Week 3 focuses on the structured process of developing and deploying AI solutions, ensuring alignment with business objectives. Learners will explore the full AI model lifecycle, from understanding business needs to maintaining AI models in production. The emphasis is on practical implementation, guiding participants through key stages such as model selection, validation, deployment, and continuous monitoring.

Learning Goals

  • Understand the AI Model Lifecycle
    Gain insight into the structured phases of AI development, from identifying business needs to deploying and maintaining AI systems.
  • Define Business Problems for AI Applications
    Learn to assess and formalize business needs, ensuring AI adoption aligns with strategic goals.
  • Explore Model Selection and Development
    Identify the appropriate AI models (classification, regression, clustering) based on specific business challenges.
  • Learn Data Preparation and Feature Engineering
    Understand techniques for cleaning, transforming, and engineering data to enhance model performance.

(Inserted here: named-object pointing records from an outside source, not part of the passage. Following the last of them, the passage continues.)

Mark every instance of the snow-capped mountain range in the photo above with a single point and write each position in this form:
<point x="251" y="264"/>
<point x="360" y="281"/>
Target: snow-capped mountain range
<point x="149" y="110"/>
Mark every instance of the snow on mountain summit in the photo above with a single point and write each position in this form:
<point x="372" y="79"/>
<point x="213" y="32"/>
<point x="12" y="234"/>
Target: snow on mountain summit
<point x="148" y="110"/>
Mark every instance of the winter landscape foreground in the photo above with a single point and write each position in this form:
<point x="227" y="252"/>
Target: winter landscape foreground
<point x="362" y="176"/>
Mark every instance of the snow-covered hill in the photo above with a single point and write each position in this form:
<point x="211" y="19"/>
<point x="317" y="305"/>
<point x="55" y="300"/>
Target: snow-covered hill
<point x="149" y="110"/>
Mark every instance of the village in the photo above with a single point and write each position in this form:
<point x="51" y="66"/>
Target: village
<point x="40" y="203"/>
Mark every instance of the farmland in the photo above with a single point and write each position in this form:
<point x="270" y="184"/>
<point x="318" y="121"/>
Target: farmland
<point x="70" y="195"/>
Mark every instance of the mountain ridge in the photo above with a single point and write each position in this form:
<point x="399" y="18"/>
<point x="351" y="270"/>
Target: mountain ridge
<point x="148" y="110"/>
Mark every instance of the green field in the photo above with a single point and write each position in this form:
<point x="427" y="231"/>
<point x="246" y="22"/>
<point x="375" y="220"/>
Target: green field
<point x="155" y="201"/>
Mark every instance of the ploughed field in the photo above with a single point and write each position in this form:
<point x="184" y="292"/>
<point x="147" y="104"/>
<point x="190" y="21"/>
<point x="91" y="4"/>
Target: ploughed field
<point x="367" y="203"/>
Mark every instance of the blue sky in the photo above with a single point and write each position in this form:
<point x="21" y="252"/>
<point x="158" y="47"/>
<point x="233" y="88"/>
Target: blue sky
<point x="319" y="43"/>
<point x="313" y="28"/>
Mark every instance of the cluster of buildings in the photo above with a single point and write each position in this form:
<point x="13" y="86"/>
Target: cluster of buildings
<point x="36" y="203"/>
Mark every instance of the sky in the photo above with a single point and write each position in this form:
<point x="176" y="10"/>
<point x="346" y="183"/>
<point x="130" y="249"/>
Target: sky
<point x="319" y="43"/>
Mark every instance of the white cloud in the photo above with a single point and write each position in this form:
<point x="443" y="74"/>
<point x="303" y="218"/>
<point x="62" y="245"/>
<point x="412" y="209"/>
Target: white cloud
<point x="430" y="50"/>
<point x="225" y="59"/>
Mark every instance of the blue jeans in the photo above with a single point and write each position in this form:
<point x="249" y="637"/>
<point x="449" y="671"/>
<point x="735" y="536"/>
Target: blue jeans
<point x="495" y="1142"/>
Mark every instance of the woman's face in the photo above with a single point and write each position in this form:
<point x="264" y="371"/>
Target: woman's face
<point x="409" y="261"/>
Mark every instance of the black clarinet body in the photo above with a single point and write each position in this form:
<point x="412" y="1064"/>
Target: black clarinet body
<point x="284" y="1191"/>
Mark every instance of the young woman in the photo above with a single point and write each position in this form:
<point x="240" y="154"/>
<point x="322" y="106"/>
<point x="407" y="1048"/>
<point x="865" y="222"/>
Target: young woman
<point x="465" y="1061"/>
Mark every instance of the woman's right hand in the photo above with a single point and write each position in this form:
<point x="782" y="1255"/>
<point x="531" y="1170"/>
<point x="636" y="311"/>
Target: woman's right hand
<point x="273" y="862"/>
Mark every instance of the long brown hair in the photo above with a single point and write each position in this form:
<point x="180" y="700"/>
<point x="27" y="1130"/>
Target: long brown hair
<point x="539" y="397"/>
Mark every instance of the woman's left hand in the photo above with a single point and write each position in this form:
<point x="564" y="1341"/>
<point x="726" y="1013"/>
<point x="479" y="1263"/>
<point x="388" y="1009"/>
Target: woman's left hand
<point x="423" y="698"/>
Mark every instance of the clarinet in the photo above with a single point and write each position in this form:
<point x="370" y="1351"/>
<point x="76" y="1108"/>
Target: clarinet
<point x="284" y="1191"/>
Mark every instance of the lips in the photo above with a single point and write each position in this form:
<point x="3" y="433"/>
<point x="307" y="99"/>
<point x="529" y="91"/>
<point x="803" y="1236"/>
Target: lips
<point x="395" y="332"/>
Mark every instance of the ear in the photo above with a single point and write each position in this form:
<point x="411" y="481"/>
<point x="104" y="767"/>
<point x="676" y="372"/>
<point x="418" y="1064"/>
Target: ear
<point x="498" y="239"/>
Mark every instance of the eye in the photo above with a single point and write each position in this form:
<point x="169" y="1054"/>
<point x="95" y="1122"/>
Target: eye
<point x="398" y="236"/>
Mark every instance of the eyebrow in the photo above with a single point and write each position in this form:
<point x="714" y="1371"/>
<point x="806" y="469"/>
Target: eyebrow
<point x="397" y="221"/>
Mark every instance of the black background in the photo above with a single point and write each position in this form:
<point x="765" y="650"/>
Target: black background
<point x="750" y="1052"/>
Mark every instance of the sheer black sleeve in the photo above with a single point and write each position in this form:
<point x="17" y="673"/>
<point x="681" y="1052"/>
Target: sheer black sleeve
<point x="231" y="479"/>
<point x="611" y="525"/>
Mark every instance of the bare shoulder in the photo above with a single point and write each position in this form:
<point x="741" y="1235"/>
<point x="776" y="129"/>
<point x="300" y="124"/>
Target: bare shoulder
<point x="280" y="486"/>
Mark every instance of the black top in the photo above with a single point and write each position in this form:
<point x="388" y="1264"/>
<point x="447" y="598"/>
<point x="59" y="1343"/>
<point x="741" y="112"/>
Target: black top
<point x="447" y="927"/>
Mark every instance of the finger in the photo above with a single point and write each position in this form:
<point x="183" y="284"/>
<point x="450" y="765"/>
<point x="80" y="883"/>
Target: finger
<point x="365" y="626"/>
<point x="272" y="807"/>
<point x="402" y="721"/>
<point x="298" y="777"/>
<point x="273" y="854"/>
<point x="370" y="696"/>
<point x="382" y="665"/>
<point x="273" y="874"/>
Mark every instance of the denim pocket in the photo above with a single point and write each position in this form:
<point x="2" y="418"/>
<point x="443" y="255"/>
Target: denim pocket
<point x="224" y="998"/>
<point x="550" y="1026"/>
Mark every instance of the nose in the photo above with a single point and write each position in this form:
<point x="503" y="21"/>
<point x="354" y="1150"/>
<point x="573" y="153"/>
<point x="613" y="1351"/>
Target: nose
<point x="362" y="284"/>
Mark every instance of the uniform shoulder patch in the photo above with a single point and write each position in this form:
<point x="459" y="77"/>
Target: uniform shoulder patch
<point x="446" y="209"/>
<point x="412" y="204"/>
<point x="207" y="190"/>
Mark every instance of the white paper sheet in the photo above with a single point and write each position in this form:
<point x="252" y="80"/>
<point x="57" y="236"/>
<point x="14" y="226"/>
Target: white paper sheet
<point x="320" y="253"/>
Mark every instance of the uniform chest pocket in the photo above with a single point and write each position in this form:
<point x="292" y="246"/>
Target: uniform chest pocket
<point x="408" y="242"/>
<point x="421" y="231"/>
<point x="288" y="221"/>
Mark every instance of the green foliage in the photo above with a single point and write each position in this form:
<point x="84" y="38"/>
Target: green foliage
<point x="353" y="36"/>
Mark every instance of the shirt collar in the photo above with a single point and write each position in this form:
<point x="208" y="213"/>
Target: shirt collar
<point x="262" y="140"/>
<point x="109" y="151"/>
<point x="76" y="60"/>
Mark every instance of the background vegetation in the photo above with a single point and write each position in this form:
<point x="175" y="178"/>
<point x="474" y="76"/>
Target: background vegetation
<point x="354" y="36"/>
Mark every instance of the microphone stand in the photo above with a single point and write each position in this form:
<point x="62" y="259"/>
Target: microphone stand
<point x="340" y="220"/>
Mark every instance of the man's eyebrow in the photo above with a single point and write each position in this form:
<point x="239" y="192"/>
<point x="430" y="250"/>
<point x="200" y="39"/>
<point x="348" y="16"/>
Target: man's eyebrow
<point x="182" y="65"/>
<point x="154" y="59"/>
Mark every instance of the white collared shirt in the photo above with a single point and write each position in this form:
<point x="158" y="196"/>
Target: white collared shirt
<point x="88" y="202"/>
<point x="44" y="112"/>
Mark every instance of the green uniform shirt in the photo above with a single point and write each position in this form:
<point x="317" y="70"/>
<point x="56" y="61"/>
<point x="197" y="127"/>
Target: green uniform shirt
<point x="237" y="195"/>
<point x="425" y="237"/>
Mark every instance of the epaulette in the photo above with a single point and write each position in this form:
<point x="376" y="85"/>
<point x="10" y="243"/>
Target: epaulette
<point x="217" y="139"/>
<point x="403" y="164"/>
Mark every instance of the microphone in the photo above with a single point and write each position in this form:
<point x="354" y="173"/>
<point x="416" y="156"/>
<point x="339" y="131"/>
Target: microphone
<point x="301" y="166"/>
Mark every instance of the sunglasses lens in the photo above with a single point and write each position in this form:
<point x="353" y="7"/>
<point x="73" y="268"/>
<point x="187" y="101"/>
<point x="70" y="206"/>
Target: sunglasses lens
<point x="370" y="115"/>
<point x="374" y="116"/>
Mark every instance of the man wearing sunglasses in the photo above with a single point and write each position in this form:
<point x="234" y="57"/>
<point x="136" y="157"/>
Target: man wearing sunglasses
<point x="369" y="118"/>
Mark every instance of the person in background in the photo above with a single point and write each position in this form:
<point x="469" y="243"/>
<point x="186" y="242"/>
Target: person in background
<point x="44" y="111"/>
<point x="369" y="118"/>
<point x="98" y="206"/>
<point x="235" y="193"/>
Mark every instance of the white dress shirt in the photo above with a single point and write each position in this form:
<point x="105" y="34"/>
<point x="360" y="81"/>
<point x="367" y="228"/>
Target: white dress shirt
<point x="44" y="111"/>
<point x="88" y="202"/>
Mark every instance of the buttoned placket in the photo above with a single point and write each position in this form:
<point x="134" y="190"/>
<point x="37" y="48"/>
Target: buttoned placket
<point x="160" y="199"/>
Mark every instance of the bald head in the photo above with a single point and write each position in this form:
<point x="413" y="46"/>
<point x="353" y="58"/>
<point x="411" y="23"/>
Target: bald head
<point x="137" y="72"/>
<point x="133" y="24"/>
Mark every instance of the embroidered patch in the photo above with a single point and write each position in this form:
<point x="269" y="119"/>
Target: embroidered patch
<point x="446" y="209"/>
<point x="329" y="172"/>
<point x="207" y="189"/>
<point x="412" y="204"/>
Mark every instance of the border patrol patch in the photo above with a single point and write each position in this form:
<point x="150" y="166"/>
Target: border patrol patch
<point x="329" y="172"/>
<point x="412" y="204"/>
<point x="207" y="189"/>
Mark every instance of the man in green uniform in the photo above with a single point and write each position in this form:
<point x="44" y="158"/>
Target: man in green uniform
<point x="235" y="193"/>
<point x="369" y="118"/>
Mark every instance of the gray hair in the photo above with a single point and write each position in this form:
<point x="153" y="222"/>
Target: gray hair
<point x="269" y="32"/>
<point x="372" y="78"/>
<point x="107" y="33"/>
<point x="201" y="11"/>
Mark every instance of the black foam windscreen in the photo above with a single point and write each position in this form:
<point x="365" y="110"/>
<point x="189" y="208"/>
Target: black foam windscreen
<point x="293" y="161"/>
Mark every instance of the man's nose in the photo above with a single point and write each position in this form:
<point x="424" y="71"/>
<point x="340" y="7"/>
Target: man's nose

  • Validate and Assess AI Models
    Use performance metrics and validation techniques to ensure AI models generalize effectively and avoid overfitting.
  • Deploy AI Solutions in Business Environments
    Understand the steps involved in operationalizing AI models, integrating them into business workflows, and ensuring usability.
  • Monitor and Maintain AI Systems
    Learn strategies for tracking AI model performance, identifying data drift, and continuously improving deployed solutions.
By the end of this week, participants will have a strong understanding of AI project execution, focusing on both technical rigor and business impact.